Junichiro Tanizaki (1886 – 1965) published prolifically in the 1920s and 1930s, and most of his novels have been translated either to English or to Spanish. Still, I never heard of him until I came across his name in Rafael Chirbes’s diaries. The discovery of Tanizaki has been added to a long list of things for which I am grateful to Chirbes. He is an exceptionally talented author. Naomi (1925) is a sort of a rewriting of Somerset Maugham’s Of Human Bondage (1915) in a way that both honors the English author and makes the result completely Japanese. I haven’t had any time to research this, so I don’t know if Tanizaki’s indebtedness to Maugham is mentioned anywhere, but it’s very clear once you start reading Naomi.

The main character of Naomi is Jōji Kawai, an engineer and a dutiful son who is bored with his straitjacketed existence of idealized Japanese righteousness and wants to experience Western culture.
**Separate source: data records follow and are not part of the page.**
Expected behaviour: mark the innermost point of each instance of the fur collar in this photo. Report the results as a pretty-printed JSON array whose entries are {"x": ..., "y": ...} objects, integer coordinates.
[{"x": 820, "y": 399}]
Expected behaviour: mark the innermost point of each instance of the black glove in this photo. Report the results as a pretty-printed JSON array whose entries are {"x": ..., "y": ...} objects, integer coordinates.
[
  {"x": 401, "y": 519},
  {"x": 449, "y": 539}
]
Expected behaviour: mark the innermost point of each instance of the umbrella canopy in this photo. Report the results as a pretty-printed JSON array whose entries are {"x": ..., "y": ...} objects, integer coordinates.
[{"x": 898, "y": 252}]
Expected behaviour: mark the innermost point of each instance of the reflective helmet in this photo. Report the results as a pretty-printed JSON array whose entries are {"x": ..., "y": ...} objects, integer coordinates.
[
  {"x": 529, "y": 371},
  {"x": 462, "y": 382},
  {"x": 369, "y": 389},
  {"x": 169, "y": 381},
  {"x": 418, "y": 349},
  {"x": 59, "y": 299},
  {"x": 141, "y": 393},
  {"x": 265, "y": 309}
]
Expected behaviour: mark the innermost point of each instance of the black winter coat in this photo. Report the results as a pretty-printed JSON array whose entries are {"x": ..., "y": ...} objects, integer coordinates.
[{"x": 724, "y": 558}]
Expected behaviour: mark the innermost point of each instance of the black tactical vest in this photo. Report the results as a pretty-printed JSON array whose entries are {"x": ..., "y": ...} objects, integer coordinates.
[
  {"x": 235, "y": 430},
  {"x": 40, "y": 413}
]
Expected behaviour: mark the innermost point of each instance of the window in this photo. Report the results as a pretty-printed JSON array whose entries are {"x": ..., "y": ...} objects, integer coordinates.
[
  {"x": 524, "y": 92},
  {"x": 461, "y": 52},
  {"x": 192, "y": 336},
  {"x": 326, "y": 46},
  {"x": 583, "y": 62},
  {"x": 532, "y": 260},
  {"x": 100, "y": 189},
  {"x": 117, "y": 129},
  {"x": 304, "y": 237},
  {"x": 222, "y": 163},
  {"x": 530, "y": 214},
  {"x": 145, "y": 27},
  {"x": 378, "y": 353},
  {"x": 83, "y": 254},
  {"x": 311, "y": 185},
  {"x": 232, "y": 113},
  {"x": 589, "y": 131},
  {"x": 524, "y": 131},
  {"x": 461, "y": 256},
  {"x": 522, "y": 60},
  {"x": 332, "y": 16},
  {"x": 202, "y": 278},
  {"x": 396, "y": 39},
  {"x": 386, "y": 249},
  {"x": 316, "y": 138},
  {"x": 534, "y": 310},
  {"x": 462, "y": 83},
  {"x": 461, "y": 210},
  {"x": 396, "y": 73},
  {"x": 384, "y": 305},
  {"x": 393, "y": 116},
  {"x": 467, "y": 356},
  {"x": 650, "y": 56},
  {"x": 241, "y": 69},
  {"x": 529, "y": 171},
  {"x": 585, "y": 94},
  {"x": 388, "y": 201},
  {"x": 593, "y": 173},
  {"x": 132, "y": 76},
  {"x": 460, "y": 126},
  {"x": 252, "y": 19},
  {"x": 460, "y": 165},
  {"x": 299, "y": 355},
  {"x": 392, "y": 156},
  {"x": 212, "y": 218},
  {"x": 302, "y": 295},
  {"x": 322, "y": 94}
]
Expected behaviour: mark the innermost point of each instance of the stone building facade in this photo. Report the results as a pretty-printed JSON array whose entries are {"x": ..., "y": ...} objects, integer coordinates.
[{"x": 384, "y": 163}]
He picks up Naomi, a fifteen-year-old girl from a miserable, neglectful family and projects onto her his fantasy of Western life. To Kawai, Western means dissipated, whorish, uncontrolled, wasteful, and utterly irresistible. The novel shows how he is demolished by his shuddering, painful love of this imaginary West.

I highly recommend this author, but I have to warn you that a new and very unpleasant phenomenon has arisen as a result of AI. Shitty, dishonest people publish AI summaries of Tanizaki’s novels on Kindle Unlimited. If you download such an AI version by mistake, please don’t think that the author is terrible. Tanizaki was seriously talented. His writing is irresistible. If you are reading something that claims to be by Tanizaki and it’s complete garbage, this means that you have stumbled upon one of those nasty AI retellings.

I love Somerset Maugham and it’s an extraordinary gift to read a book by a Japanese writer who was so inspired by one of Maugham’s novels that he based his own on it.

One thought on “Book Notes: Naomi by Junichiro Tanizaki

  1. Interesting. I read and enjoyed Naomi back in the 90s, but I’ve never read Of Human Bondage. Now I might have to check it out.